26 Likelihood
26.1 Motivation
So far, we have described point processes through quantities such as:
- the intensity function \(\lambda(u)\)
- the second-order product density \(\lambda^{(2)}(u,v)\)
- the pair correlation function \(g(u,v)\)
- the \(K\)-function
These summaries are extremely useful, since they describe the first- and second-order structure of a point process.
However, when we come to statistical inference, a more basic question arises:
Given an observed point pattern \(X\), how do we write down the probability of observing that pattern under a model with parameter \(\theta\)?
This leads to the idea of a likelihood function.
In ordinary parametric statistics, likelihood-based inference is often the default approach.
For point processes, the same idea applies, but the form of the likelihood is slightly different, because the data consist of a random configuration of points in space, rather than a finite-dimensional vector.
A likelihood function tells us how plausible the observed data are under different parameter values.
In a spatial point process setting, the observed data are typically the point locations \[ X = \{x_1,\dots,x_n\} \subset W, \] where \(W \subset \mathbb{R}^d\) is the observation window.
The aim of this chapter is to introduce the likelihood for point processes, beginning with the Poisson process, and then extending the discussion to Cox processes.
26.2 What is the data?
Suppose we observe a point process in a bounded window \(W \subset \mathbb{R}^d\).
The data consist of:
- the number of observed points, say \(n\)

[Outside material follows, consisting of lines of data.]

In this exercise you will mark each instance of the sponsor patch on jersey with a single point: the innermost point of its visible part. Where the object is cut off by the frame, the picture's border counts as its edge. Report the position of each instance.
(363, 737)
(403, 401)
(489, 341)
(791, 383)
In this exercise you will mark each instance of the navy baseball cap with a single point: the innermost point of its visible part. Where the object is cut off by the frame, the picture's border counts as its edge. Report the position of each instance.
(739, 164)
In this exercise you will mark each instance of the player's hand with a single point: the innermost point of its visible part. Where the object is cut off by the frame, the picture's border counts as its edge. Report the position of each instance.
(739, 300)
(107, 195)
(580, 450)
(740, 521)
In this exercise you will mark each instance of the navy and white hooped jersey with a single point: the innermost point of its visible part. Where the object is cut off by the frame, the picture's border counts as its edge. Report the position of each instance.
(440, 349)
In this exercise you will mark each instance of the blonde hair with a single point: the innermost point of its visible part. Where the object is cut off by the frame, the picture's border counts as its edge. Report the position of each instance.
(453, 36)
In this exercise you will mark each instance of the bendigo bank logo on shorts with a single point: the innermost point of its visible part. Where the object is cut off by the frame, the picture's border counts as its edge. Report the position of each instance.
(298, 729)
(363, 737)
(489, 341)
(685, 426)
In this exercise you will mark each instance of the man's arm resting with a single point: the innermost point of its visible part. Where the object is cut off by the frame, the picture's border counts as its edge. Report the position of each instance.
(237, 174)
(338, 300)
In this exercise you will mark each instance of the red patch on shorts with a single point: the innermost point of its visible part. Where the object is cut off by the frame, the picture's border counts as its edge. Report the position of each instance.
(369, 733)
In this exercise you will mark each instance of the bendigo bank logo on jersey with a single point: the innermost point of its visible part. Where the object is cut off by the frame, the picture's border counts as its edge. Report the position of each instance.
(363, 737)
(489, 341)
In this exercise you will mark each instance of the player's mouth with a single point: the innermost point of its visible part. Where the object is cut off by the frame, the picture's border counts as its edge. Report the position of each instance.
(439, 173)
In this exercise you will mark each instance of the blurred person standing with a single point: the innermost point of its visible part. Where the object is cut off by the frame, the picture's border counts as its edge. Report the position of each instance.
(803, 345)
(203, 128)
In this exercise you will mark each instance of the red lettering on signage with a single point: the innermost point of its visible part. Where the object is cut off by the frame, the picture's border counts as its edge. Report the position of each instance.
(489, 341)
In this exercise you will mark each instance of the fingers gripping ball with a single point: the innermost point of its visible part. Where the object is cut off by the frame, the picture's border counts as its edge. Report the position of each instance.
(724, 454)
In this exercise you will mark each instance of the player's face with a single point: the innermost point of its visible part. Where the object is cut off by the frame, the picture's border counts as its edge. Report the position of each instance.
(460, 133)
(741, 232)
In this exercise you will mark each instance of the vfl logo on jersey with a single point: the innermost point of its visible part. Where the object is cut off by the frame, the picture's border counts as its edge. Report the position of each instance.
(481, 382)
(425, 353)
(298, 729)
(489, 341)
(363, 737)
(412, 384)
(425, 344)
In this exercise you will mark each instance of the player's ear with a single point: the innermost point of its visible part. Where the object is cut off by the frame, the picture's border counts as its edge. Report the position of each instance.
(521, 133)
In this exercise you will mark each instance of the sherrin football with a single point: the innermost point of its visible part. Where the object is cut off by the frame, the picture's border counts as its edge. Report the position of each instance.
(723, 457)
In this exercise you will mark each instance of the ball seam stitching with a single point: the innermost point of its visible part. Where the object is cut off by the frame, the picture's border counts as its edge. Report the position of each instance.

- the locations of those points, say \(x_1,\dots,x_n\)
So the observed realization is
\[ X = \{x_1,\dots,x_n\}. \]
Unlike ordinary data analysis, the sample size \(n\) is itself random.
This is one of the first conceptual differences between point process likelihoods and more familiar likelihoods from regression or classical parametric models.
26.3 Likelihood in a point process setting
Roughly speaking, the likelihood is the density of the observed configuration \(X\) under the model.
For a point process observed on \(W\), we write
\[ L(\theta; X) \]
for the likelihood of parameter \(\theta\) given the observed point pattern \(X\).
In general, one must be a little careful about exactly what this density is taken with respect to.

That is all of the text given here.